When the first pale suggestion of peach-hued light crept into the eastern horizon behind a rising, tarnished-gold crescent moon, she sat up wearily. Joel was seated on the stump, playing a stick in the low-burning fire. “Why are you up?” she asked, surprised to see him there.

“I couldn’t sleep.”

“Neither could I.” She folded the blanket back into a neat square and laid it on the log. A chill wind was still blowing, fresh and bracing, drenched with the spiciness of all the alpine plants it had passed over in the night. She stepped to the fire. “I don’t think I slept at all.”

“But you were asleep when I got up to check on the sheep.”

“Was I?”

“I wondered if you were cold, and I stood over you and spoke your name, but you didn’t stir.”

“I didn’t know it.”

“To tell the truth I was some worried about you—out in the cold, with the wolves and all. But you looked so peaceful. It was so strange, seeing you there…knowing at daylight you would go, and it would be as if you had never been here at all.”

“I know why you say that.” The solitude of the night was still with her in an indelible way. “It’s a lonely land.”

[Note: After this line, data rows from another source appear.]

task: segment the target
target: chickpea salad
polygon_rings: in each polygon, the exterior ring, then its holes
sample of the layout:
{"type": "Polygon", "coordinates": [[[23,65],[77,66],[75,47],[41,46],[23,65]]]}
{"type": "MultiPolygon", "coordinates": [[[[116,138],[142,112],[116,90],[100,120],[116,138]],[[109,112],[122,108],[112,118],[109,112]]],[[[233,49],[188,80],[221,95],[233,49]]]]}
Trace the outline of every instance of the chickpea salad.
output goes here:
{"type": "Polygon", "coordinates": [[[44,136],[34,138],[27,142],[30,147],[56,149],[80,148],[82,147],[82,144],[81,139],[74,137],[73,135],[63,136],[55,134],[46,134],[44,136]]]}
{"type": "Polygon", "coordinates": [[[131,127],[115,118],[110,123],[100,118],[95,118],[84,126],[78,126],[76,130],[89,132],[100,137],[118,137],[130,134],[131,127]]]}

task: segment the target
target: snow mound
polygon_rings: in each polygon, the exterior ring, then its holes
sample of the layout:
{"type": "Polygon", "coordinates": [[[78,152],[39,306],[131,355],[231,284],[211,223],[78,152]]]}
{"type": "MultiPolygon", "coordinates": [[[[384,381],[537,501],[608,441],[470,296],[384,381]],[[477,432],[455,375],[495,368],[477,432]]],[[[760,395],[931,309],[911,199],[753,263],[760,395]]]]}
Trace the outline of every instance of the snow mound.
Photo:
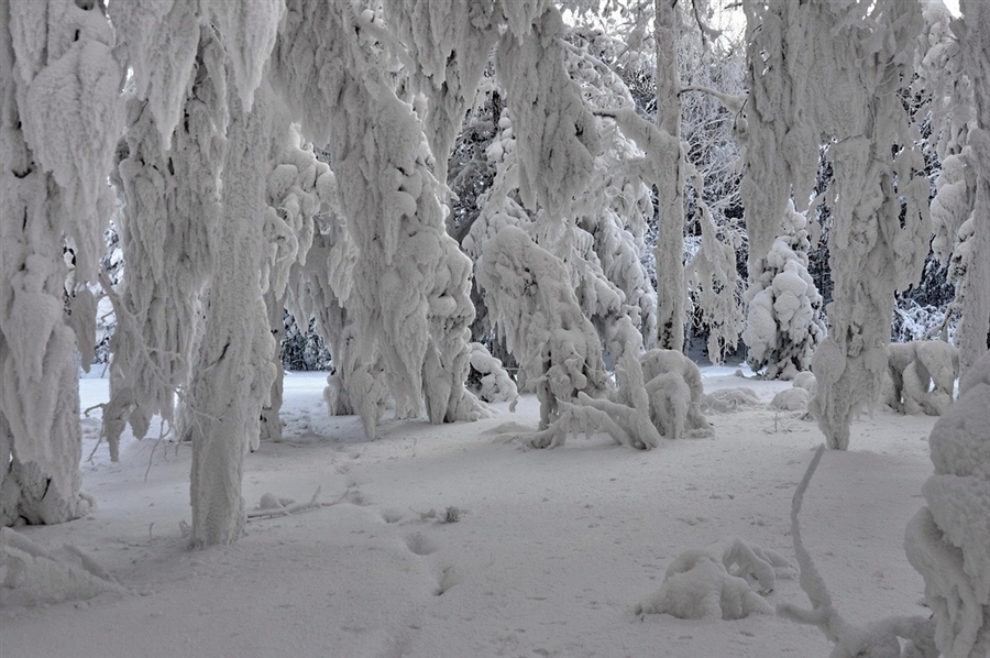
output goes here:
{"type": "Polygon", "coordinates": [[[773,608],[715,557],[691,549],[671,562],[660,589],[637,603],[634,612],[681,619],[741,619],[751,614],[773,614],[773,608]]]}

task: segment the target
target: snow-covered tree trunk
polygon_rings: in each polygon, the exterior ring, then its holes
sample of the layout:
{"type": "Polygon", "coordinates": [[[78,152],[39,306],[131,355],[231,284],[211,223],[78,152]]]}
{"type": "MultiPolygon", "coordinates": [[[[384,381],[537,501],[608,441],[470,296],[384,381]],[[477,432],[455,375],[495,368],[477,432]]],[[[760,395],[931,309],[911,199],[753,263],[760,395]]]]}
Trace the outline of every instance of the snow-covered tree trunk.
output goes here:
{"type": "Polygon", "coordinates": [[[945,658],[990,655],[990,351],[959,381],[932,428],[935,473],[908,524],[905,549],[925,579],[935,641],[945,658]]]}
{"type": "Polygon", "coordinates": [[[959,47],[976,110],[976,127],[969,132],[976,182],[972,233],[967,241],[963,317],[956,335],[965,372],[990,348],[990,7],[964,0],[961,8],[959,47]]]}
{"type": "Polygon", "coordinates": [[[374,12],[358,9],[290,2],[273,72],[289,107],[302,116],[304,132],[329,138],[341,212],[359,250],[346,301],[352,350],[340,366],[346,370],[350,402],[373,438],[387,393],[397,415],[422,410],[431,341],[450,341],[442,359],[430,357],[430,376],[448,380],[452,392],[442,414],[432,397],[431,417],[466,419],[481,407],[471,404],[474,398],[463,387],[464,318],[473,318],[469,268],[458,264],[463,256],[457,245],[446,244],[452,239],[444,230],[422,125],[396,97],[378,62],[385,33],[374,12]],[[333,118],[329,124],[328,114],[333,118]],[[435,336],[431,327],[448,333],[435,336]]]}
{"type": "Polygon", "coordinates": [[[101,2],[0,1],[0,525],[90,507],[77,346],[92,335],[82,284],[96,277],[112,207],[112,47],[101,2]]]}
{"type": "Polygon", "coordinates": [[[251,450],[257,450],[260,441],[282,440],[279,412],[282,410],[285,368],[282,365],[282,350],[278,349],[278,346],[285,336],[285,320],[283,318],[285,315],[285,296],[277,297],[274,290],[268,289],[265,293],[265,308],[268,311],[268,330],[272,332],[272,339],[275,341],[275,350],[272,352],[275,379],[272,380],[268,402],[262,407],[257,441],[250,446],[251,450]]]}
{"type": "Polygon", "coordinates": [[[206,332],[188,394],[193,442],[193,545],[229,544],[245,523],[241,497],[244,453],[260,432],[275,377],[258,271],[263,265],[265,177],[271,99],[258,94],[245,112],[229,101],[223,210],[218,227],[206,332]]]}
{"type": "Polygon", "coordinates": [[[657,347],[684,349],[686,284],[684,278],[684,152],[681,149],[681,80],[678,73],[680,15],[676,2],[656,0],[657,127],[673,138],[658,154],[657,189],[657,347]]]}

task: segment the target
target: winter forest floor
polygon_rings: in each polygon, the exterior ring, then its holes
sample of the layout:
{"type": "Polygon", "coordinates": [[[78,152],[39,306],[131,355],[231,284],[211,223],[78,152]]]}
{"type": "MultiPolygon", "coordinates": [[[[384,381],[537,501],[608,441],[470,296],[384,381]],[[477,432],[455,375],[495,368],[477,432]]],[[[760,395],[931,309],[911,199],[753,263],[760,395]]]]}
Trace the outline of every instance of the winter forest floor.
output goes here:
{"type": "MultiPolygon", "coordinates": [[[[739,537],[793,560],[791,496],[822,435],[767,405],[790,384],[734,370],[703,369],[706,393],[749,386],[762,404],[710,414],[714,438],[651,452],[604,436],[524,449],[512,438],[536,428],[532,396],[474,424],[386,419],[367,442],[355,417],[327,416],[321,374],[289,373],[285,440],[246,457],[244,498],[305,502],[321,487],[322,502],[340,502],[252,520],[233,546],[202,551],[179,527],[190,519],[190,450],[127,437],[114,464],[100,446],[82,467],[97,509],[19,531],[56,555],[82,549],[132,593],[44,606],[4,589],[0,656],[825,656],[817,628],[772,615],[631,612],[688,549],[721,556],[739,537]],[[448,506],[457,523],[421,517],[448,506]]],[[[107,381],[82,380],[81,395],[84,408],[105,401],[107,381]]],[[[96,416],[82,421],[84,460],[96,416]]],[[[933,424],[864,415],[851,449],[824,456],[805,496],[805,545],[857,624],[925,614],[903,536],[932,473],[933,424]]],[[[810,606],[796,579],[768,599],[810,606]]]]}

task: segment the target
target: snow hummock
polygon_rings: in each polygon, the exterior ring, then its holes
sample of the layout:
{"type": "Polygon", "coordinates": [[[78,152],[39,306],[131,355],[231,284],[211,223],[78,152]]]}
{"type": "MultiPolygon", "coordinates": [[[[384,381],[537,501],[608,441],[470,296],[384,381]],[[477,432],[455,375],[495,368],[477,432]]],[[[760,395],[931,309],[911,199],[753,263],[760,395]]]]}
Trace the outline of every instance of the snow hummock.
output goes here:
{"type": "MultiPolygon", "coordinates": [[[[736,368],[703,368],[704,392],[746,385],[766,405],[788,387],[740,380],[736,368]]],[[[739,538],[794,561],[791,495],[821,441],[813,423],[774,426],[778,414],[757,405],[710,416],[714,440],[639,452],[594,437],[547,452],[506,442],[538,423],[539,405],[524,394],[515,414],[494,403],[495,416],[474,424],[387,414],[369,442],[356,417],[326,415],[323,380],[286,374],[284,440],[245,456],[243,496],[249,506],[266,493],[304,502],[321,487],[320,501],[340,502],[251,520],[237,544],[189,551],[179,527],[189,520],[189,448],[127,430],[118,463],[101,445],[82,464],[98,496],[91,514],[18,531],[59,559],[63,545],[78,547],[133,594],[44,607],[4,588],[3,654],[190,646],[210,656],[648,656],[661,647],[670,658],[766,658],[832,649],[817,629],[774,615],[631,614],[688,550],[722,559],[739,538]],[[460,509],[457,523],[421,517],[449,506],[460,509]]],[[[106,380],[80,385],[84,407],[107,399],[106,380]]],[[[853,450],[822,458],[802,531],[847,618],[927,614],[902,537],[931,473],[922,439],[934,421],[881,409],[854,421],[864,439],[853,450]]],[[[88,456],[99,412],[82,423],[88,456]]],[[[777,578],[763,597],[798,601],[799,588],[777,578]]]]}

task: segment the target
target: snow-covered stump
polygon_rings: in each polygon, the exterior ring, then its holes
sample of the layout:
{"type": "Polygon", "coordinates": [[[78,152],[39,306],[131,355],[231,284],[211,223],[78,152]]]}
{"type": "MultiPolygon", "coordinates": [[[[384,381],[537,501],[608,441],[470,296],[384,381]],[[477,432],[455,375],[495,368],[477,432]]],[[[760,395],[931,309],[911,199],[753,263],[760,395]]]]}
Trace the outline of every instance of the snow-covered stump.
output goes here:
{"type": "Polygon", "coordinates": [[[684,425],[681,429],[695,436],[711,435],[712,424],[701,410],[705,391],[697,364],[678,350],[662,349],[644,352],[639,361],[647,391],[651,394],[650,413],[663,414],[664,408],[681,406],[684,392],[680,384],[670,382],[670,375],[673,375],[686,384],[688,388],[688,409],[684,412],[684,425]]]}
{"type": "Polygon", "coordinates": [[[886,403],[904,414],[939,416],[953,402],[959,351],[941,340],[891,343],[887,348],[886,403]]]}
{"type": "Polygon", "coordinates": [[[100,6],[0,2],[0,525],[85,515],[77,346],[92,336],[122,122],[100,6]],[[72,263],[72,266],[69,265],[72,263]],[[66,306],[72,318],[65,312],[66,306]]]}
{"type": "Polygon", "coordinates": [[[260,432],[275,377],[275,342],[258,276],[263,261],[264,189],[271,100],[258,95],[245,112],[230,97],[223,211],[217,241],[206,333],[189,390],[195,547],[229,544],[243,531],[244,453],[260,432]]]}
{"type": "Polygon", "coordinates": [[[928,506],[908,525],[911,564],[925,579],[946,658],[990,655],[990,352],[959,382],[959,399],[932,428],[928,506]]]}
{"type": "Polygon", "coordinates": [[[835,644],[829,655],[832,658],[938,658],[933,646],[934,628],[930,618],[887,617],[860,628],[846,621],[833,604],[825,579],[801,539],[799,523],[804,494],[824,453],[823,445],[807,465],[791,504],[791,538],[798,558],[800,583],[812,608],[803,610],[791,603],[781,603],[777,606],[777,614],[799,624],[817,626],[835,644]]]}

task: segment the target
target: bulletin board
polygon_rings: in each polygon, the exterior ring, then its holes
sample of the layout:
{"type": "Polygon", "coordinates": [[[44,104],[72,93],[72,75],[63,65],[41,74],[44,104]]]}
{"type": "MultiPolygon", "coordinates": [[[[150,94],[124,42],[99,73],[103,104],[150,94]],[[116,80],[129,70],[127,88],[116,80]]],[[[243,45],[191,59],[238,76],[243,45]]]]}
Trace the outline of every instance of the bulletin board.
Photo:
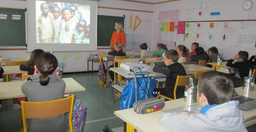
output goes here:
{"type": "Polygon", "coordinates": [[[255,29],[256,20],[186,21],[184,41],[254,48],[255,29]]]}
{"type": "Polygon", "coordinates": [[[127,51],[140,51],[141,35],[139,34],[125,34],[126,42],[124,49],[127,51]]]}

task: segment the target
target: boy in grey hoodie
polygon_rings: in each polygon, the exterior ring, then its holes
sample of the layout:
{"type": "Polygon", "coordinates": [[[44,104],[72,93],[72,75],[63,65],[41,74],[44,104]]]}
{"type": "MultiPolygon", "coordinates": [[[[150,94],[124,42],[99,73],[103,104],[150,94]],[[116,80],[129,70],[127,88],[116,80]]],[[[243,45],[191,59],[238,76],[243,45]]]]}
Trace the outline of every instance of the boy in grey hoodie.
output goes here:
{"type": "Polygon", "coordinates": [[[160,118],[162,127],[174,132],[247,132],[238,101],[228,101],[234,84],[224,74],[211,71],[199,79],[198,112],[169,113],[160,118]]]}

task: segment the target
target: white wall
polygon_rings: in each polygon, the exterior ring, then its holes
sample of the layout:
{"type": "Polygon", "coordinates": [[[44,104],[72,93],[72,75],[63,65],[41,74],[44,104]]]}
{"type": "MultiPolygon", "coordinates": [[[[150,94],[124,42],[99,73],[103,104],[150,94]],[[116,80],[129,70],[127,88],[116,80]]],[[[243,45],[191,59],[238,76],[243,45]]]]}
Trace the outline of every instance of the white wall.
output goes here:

“Yes, it’s not often I have someone at my campfire.” He was looking at her in a queer way—or maybe it was just the dull, weird light of the fire and the dawn and the moon. For how could Sevana know the conflicting thoughts of his mind, brought into focus by the sight of her angelic face dreaming by the fire? In that instant, he’d had the strongest desire to kneel beside her and trace the contour of her face with his fingers. And that caprice had surprised him, and left him confused. For he had thought his heart solely captive to Chantal—and now it was showing him it was possible to feel an attraction for someone else. But maybe it was just because they were up there miles alone. It addled your mind, sometimes, the isolation. He needed to think it out. The stick caught on fire, and he ground it out in the ashes.